申し込みのときに記入したような気がするけど、それもさかのぼること10年ほど前。覚えているわけ、ない……。

たしかに、覚えていなかった、あるいは書いてどこかに保管しておかなかった私が悪いのではあります。それでヘルプを見ると、「電話してくれれば現住所に送ります。ただし、住所が正しくない場合は書面での手続きが必要です」というふうに書かれていました。

ええと、そもそも、住所を変更したいのですが……。

結局、あきらめました。

この時点で、オンラインでの住所変更はあきらめざるを得ませんでした。今度時間を見つけて銀行の窓口へ行くことにします。はじめからそうすれば良かったかしら。

じつは、今回住所変更をしようと思ったきっかけは、この第三暗証でもあるのです。
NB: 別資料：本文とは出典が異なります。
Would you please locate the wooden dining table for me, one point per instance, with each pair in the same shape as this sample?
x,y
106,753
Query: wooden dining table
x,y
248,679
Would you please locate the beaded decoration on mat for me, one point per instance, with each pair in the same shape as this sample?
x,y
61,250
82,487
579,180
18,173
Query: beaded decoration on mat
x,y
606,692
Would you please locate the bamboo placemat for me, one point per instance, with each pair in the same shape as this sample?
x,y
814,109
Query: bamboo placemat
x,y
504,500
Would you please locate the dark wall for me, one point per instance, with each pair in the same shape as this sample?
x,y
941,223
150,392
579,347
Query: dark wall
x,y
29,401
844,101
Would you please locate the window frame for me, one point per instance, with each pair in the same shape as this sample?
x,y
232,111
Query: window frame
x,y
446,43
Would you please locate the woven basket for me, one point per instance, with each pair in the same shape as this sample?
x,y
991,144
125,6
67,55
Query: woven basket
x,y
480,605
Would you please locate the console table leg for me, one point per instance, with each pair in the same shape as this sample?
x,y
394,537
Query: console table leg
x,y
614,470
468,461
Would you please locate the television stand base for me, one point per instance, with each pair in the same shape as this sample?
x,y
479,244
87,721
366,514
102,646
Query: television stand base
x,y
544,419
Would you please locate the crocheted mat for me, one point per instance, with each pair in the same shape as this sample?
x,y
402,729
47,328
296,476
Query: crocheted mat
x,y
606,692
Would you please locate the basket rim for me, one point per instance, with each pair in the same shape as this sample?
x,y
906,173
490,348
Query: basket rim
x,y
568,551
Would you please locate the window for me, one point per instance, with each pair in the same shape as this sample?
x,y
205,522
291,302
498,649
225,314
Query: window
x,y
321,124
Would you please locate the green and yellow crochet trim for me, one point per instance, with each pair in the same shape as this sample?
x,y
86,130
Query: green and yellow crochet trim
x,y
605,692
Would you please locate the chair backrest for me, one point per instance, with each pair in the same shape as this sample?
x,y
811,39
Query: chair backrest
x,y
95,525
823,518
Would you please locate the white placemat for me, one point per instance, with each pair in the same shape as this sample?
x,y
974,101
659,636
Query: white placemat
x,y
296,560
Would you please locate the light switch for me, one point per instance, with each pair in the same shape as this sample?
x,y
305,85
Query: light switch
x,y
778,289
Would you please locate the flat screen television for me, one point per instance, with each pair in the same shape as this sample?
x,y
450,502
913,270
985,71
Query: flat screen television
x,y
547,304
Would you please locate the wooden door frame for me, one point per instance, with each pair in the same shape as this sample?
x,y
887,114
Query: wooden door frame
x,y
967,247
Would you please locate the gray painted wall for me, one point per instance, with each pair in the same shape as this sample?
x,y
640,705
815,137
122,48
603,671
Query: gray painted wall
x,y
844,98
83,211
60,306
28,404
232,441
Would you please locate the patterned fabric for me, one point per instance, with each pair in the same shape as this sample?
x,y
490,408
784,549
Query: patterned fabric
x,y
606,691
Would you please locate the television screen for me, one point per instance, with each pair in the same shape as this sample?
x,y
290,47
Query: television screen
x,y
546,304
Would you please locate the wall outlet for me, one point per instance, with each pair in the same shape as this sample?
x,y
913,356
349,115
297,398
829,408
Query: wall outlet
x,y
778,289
より安全性の高いパスワードツールで代用できるようになったため、その送付をお願いしようと思い、残っていた引っ越し前の住所を直そうとしてこの記事に至ったのでした。

どうも、堂々巡りな気がしてなりません。

こんなめんどくさいのなら、やめちまえばいいのに

第三暗証についてはともかくとしても、フォームの入力の不便さについては、ちょっと気を配れば気づくことのように思えるし、しかも修正にもそんなに難しいコードが必要そうには見えません。

中途半端なデザイン上のアップデートは行われても、こういう大事なところは放置されたままなのはいったいなぜなのか、とても不思議です。

きっといろいろとしがらみや現場の事情があるのでしょうが、それはどうでも良いので、ふつうのひとがふつうに使えるものを作ってほしいナと願うのでした。

あるいはいっそのこと、こんなに使いにくいフォームならはじめから用意しないで、「変更したければ来店してください」ときっぱり言ってくださったらいかがでしょう。そのほうが潔いし、私もトライ&エラーしなくて済んだぶんすっきりしたのではという気がいたします。